ANZ chief economist Sharon Zollner said on Friday that countries were going to have “a nasty choice of raising their rates to sort of keep up with the US Federal Reserve or watch their exchange rates fall through the floor and inflation rise very rapidly”.

Westpac said “recent developments” pointed to the risk of stronger and more persistent inflation pressures than it had previously anticipated.

“In particular, we now expect the New Zealand dollar to be lower for longer, adding to the pace of inflation in the year ahead,” it said.

“In an already-overheated economy – which is proving to be more resilient in the near term than we thought – the risks of second-round inflation pressures are greater.”

BNZ research head Stephen Toplis said the main point of interest on Wednesday would be whether the Reserve Bank provided “any hint of evolution in its view as to where interest rates might go in 2023”.

He and ASB expect the OCR to peak at 4.25%, which would be broadly consistent with Reserve Bank forecasts published in August.

But financial markets are pricing in a higher peak of about 4.5% and ANZ expects the rate will climb to 4.75% before falling.

Toplis is among a group of economists voicing concerns that central banks might end up over-cooking interest rate rises in the face of a worsening economic outlook.

“The hawkish scenario is the currency drives inflation higher than anticipated for longer, but the downside is a crippled global economy,” he said in a research note last week.

“We can’t stress enough our fear that the rapidity of rate increases globally, coupled with the disastrous consequences of Europe/UK’s energy crisis, means things could well and truly turn to custard.”

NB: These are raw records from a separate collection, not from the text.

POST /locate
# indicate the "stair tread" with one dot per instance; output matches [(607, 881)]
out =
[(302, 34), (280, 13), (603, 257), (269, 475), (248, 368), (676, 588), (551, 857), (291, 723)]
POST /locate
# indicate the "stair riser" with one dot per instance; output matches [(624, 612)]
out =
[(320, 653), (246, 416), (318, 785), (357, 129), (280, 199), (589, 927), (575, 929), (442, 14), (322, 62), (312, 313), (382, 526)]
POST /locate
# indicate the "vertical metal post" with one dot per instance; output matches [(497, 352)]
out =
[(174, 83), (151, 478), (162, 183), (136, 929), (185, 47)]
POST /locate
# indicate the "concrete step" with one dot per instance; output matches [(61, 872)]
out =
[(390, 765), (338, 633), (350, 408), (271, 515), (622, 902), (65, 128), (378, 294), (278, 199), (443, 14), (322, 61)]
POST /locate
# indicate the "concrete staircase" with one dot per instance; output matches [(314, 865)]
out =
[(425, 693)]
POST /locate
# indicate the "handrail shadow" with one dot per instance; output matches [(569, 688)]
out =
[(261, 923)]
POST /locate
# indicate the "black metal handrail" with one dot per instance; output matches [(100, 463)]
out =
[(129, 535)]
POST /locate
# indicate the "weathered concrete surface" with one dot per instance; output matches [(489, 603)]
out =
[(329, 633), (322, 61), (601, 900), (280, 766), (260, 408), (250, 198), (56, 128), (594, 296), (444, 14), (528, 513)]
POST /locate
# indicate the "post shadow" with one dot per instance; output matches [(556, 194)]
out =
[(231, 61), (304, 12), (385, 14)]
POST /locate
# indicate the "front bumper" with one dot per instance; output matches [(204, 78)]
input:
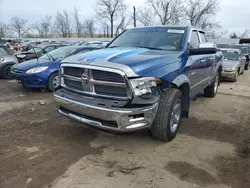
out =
[(110, 119), (31, 81), (228, 75)]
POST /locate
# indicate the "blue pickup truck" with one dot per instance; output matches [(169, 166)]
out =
[(143, 79)]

Independent economist Cameron Bagrie said that despite Orr’s comment that its current tightening cycle was well-advanced and very mature, that did not mean that the impact of higher interest rates had already largely come through.

Instead, the impact on borrowers was still in the early stages, he said.

Getting inflation back down to 2% would involve “breaking some economic bones” and the trade-off that involved was “inflation versus jobs”, he said.